Reel Shorts | The Longshots

22 08 2008

There is nothing in the trailer that bodes well for the football comedy, “The Longshots.” Thank God that the finished product is superior to the small sum of it’s advertised parts giving Ice Cube one of his best comedic roles since “Barbershop.”

Channeling his “inner Hancock,” Cube stars as Curtis Plummer a skull-cap wearing shell of a man who has mentally shut everyone and everything out of his world. His life revolves around two things, his can of brew and the football that is his constant companion. Formerly a high-school football star, Curtis’ fortunes mirror the sad, depressed town of Minden that he calls home.

Meanwhile on the other side of town, shy introverted high-school student Jasmine Plummer (Keke Palmer) is also having her share of struggles. With a deadbeat missing dad, no friends and unable to connect to her peers who thinks she’s strange, she finds solace and peace in books. With the insistence of her concerned, but busy mother, Claire (Tasha Smith), she is paired with her emotionally distant uncle Curtis to provide her company. Both Curtis and Jasmine connect in a way that changes both of their lives, for the better.

While Jasmine secretly has dreams of being a fashion model, her crude, “politically incorrect” uncle finds her another diversion. One day while playing catch, Jasmine flashes an amazingly strong arm and no time, Curtis is training her to be a quarterback. With a pitiful team and not too many options, Jasmine’s winning presence inspires the team and the downcast small town taking them all the way to the Pop Warner Super Bowl. Based on a true story, the joy of the film is not in the cliched winning and losing, but how both Jasmine and Curtis’ relationship evolves helping both get what they need.

For much of the film, Jasmine holds out hope that she can have a relationship with her missing father. Sometimes we can’t see the forest for the trees and for Jasmine spending time with Curtis, she fails to see that what she so desires is there all along. But she is not the only one who benefits. When he inadvertently embarrasses her during “Career Day,” Jasmine notices that her matronly teacher, Ms. Macer (Jill Jones) is smitten with her clueless uncle. In exchange for trying out for the team, she forces Curtis to ask her teacher out.

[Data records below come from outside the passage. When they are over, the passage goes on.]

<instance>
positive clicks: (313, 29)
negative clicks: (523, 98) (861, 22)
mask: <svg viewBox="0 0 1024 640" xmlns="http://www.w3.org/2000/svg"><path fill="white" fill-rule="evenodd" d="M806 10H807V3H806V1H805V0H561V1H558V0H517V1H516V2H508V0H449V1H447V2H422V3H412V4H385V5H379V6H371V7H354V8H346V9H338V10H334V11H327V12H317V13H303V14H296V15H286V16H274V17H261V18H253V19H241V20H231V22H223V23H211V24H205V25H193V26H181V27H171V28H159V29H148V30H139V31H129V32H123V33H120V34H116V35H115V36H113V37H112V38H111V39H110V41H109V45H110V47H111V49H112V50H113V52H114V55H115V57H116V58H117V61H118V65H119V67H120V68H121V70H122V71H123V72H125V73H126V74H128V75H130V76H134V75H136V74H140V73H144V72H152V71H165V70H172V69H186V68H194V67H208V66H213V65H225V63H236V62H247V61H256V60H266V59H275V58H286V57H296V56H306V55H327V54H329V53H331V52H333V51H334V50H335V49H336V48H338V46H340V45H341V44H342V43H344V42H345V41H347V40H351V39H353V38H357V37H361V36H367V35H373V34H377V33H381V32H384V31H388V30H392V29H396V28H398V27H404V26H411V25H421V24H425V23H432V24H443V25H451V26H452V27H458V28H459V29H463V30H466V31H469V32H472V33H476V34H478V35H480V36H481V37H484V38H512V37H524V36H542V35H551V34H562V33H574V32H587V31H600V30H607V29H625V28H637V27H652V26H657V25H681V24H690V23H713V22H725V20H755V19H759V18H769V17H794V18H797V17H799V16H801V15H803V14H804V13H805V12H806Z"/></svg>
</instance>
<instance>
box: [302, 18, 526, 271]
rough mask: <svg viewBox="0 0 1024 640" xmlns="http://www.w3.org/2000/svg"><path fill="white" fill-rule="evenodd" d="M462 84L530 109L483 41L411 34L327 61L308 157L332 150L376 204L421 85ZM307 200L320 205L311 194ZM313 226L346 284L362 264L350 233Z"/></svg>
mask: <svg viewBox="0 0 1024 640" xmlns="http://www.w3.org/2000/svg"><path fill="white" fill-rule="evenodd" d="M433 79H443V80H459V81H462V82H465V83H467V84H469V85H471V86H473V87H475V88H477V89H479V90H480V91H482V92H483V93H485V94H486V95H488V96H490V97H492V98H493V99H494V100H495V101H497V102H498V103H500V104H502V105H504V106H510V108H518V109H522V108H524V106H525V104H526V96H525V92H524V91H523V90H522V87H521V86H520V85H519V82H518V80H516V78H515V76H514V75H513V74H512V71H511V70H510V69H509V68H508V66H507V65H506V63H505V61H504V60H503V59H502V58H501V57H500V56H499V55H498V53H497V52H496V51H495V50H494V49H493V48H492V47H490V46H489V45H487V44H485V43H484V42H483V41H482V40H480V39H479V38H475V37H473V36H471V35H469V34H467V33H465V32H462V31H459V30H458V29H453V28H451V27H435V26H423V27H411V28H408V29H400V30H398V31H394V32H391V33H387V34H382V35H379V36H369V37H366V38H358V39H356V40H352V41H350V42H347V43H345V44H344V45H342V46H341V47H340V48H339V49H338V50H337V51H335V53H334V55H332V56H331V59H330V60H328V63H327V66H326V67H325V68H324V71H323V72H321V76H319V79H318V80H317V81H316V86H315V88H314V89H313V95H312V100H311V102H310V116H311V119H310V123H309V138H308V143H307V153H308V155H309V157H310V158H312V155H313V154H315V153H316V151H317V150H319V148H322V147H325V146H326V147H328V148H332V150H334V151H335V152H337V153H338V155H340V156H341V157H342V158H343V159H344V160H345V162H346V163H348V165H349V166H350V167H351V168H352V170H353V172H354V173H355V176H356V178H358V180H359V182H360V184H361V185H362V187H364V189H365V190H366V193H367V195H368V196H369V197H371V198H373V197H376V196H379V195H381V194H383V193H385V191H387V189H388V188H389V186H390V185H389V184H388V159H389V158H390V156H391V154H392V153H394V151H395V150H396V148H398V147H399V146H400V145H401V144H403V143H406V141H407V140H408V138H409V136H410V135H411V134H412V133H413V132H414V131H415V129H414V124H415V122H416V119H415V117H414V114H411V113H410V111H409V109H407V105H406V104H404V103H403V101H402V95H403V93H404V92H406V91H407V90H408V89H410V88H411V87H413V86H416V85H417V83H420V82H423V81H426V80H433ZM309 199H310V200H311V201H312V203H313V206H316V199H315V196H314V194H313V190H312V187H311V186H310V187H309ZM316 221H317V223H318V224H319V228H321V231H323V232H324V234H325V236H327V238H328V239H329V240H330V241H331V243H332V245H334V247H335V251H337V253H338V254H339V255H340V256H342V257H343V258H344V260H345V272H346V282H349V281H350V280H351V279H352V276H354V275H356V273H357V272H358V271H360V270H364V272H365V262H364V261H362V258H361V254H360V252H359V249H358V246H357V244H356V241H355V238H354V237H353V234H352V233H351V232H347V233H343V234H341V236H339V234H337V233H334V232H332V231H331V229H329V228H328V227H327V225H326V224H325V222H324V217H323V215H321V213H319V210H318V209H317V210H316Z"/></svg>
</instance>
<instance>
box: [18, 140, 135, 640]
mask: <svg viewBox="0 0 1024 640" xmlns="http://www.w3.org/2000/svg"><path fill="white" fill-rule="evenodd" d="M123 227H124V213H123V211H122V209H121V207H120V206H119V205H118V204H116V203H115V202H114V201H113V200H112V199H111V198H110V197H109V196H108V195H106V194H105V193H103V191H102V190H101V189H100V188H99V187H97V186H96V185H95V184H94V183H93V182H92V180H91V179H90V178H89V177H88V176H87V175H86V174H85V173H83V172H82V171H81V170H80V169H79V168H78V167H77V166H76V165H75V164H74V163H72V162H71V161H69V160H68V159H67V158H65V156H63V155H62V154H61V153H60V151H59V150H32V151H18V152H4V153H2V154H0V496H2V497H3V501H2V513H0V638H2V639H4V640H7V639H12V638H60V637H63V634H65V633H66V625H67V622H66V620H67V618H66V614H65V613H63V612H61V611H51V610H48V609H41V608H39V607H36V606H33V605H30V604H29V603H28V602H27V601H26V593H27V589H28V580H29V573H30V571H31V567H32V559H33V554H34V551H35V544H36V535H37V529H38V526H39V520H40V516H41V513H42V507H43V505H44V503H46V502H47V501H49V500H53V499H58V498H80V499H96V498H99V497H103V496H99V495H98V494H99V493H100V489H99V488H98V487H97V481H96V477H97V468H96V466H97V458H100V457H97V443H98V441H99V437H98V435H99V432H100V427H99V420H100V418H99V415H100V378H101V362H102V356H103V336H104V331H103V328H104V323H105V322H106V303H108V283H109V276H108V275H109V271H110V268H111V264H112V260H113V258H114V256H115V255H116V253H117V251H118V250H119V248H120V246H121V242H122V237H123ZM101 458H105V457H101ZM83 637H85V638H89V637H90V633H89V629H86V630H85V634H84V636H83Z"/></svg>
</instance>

Initially the team wants nothing to do with its new player, but like in most sports films (and real life) the moment they understand that she can help them win the attitude changes dramatically. Before you can say “Tom Brady,” not only the team but the town begins to flourish and thrive thanks to “Jasmine and the Team.” She even learns life lessons such as anybody can be a daddy, but it takes courage and strength to be a father.

The pairing of gangsta rapper, Cube and Limp Bizkit frontman Fred Durst (making his directorial debut) is inspiring. One would never have thought that the two volatile artist on wax could collaborate on such a cute, tender inspiring story.

Ironically, “The Longshots” is very similar to Palmer’s breakout film, “Akeelah and the Bee.” This time around Palmer doesn’t take up spelling as a hobby, this time around its football. Where the community rallies around her to help support her dream of winning the bee, her presence reinvigorates a dying community this time around. Standing in for the no non-sense professor played by Laurence Fishburne, former N.W.A. member Cube breaks down and builds Palmer back up in this tale. Even Smith supportive character mirrors Angela Bassett’s skeptical, yet supportive mother from “Bee.”

Is the story cliched? Absolutely. Can you see the plot twist coming a mile away? Sure you can. Does that prevent you from enjoying the story? Not a chance.

They say that imitation is the sincerest form of flattery and the fact that this film shadows a similar film so close is the key ingredient that helps it go all the way.